Implicações e o posicionamento da mineradora

Em resposta à determinação judicial, a Vale informou que acatou a decisão e procedeu com a suspensão das operações no complexo de Ouro Preto, e também em Congonhas, embora a decisão judicial específica se refira a Ouro Preto. A empresa reafirmou que suas barragens na região permanecem estáveis, uma declaração que busca tranquilizar a opinião pública e os órgãos fiscalizadores. A Vale também comunicou que já deu início aos trabalhos de remoção de sedimentos nas áreas atingidas pelo extravasamento e que está em fase de elaboração de um plano de recuperação ambiental abrangente para as localidades impactadas.

A paralisação das atividades em um de seus complexos minerários mais importantes representa um desafio significativo para a Vale, tanto do ponto de vista operacional quanto reputacional. O caso ressalta a pressão contínua sobre as mineradoras para que operem com os mais altos padrões de segurança e governança ambiental, especialmente em Minas Gerais, um estado que já enfrentou tragédias de grandes proporções. A atenção dos órgãos reguladores, da comunidade e da mídia permanecerá focada nas ações da empresa para cumprir integralmente as exigências judiciais e restaurar a confiança pública em suas operações.

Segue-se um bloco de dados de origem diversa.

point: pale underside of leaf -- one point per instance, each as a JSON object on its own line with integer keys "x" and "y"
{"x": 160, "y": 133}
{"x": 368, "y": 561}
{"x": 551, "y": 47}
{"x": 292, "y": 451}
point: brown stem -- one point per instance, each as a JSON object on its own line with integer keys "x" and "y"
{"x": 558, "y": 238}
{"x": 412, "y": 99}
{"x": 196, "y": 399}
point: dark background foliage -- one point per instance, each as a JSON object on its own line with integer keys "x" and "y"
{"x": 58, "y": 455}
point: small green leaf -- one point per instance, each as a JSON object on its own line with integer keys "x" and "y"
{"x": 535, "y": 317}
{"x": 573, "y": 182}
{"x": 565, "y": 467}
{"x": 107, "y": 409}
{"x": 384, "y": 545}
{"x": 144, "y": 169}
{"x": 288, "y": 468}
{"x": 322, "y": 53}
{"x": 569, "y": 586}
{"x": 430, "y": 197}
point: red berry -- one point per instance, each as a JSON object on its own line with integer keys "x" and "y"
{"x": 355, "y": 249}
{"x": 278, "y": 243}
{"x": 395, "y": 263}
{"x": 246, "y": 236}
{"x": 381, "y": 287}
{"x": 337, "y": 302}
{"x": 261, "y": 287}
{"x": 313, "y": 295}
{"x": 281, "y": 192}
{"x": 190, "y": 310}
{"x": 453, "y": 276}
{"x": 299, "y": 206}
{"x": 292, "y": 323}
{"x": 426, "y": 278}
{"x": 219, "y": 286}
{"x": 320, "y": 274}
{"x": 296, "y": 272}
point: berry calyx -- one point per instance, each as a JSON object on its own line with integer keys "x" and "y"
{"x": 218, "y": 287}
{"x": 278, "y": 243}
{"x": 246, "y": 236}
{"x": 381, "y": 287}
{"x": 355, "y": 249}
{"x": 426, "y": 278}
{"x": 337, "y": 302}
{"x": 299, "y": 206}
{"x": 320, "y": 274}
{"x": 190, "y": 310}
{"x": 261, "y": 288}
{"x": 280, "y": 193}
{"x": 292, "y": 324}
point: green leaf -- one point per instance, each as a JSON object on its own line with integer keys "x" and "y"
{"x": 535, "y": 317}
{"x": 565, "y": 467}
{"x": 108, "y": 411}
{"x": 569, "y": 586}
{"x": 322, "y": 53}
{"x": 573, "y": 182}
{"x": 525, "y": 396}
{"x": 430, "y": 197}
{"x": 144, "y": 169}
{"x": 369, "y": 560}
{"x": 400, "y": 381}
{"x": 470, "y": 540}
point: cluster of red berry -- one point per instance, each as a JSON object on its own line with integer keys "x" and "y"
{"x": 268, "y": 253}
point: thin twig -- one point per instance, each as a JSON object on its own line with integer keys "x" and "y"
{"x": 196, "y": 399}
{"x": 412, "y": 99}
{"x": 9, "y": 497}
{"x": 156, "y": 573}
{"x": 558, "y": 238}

Uma questão contínua de segurança e responsabilidade

A decisão judicial que determina a suspensão das operações da Vale em Ouro Preto é um marco importante na garantia da segurança e na responsabilização ambiental no setor de mineração. O incidente na Cava Área 18 serve como um alerta contundente sobre a necessidade de vigilância constante e de adesão rigorosa aos protocolos de segurança, prevenindo desastres que podem ter consequências devastadoras para o meio ambiente e as comunidades. A imposição de medidas urgentes e o acompanhamento judicial reforçam a mensagem de que a exploração mineral deve ser conduzida com a máxima prudência e respeito às normativas, assegurando que o desenvolvimento econômico não comprometa a integridade ambiental e a vida humana.

Perguntas frequentes (FAQ)

1. Qual o motivo exato da suspensão das operações da Vale em Ouro Preto?
A suspensão foi determinada pela Justiça mineira após o colapso de uma estrutura na Cava Área 18 do Complexo Minerário de Fábrica, em 25 de janeiro. A decisão visa garantir a comprovação da estabilidade e segurança de todas as estruturas do empreendimento, devido a preocupações com falhas no sistema de drenagem e o uso inadequado da cava como reservatório de água e rejeitos.

2. Quais foram as consequências ambientais do colapso na Cava Área 18?
O colapso resultou no extravasamento de aproximadamente 262 mil metros cúbicos de água e sedimentos. Esse material atingiu áreas operacionais da Vale, propriedades de terceiros e, de forma crítica, cursos d’água como o Córrego Água Santa e o Rio Maranhão, ambos parte da Bacia do Rio Paraopeba, gerando impactos ambientais significativos e riscos de contaminação.

3. Que medidas a Justiça exigiu da Vale e qual a penalidade por descumprimento?
A Justiça exigiu que a Vale apresente um plano emergencial em até cinco dias, realize monitoramento contínuo da qualidade da água, mapeie estruturas com potencial de risco e adote ações corretivas imediatas. O descumprimento dessas medidas pode gerar uma multa diária de 100 mil reais, limitada inicialmente a 10 milhões de reais.

4. Como a Vale reagiu à decisão judicial e quais ações foram tomadas?
A Vale informou que acatou a decisão, suspendendo as operações em Ouro Preto e também em Congonhas. A empresa afirmou que suas barragens seguem estáveis e que já iniciou a remoção de sedimentos nas áreas atingidas, além de estar elaborando um plano de recuperação ambiental.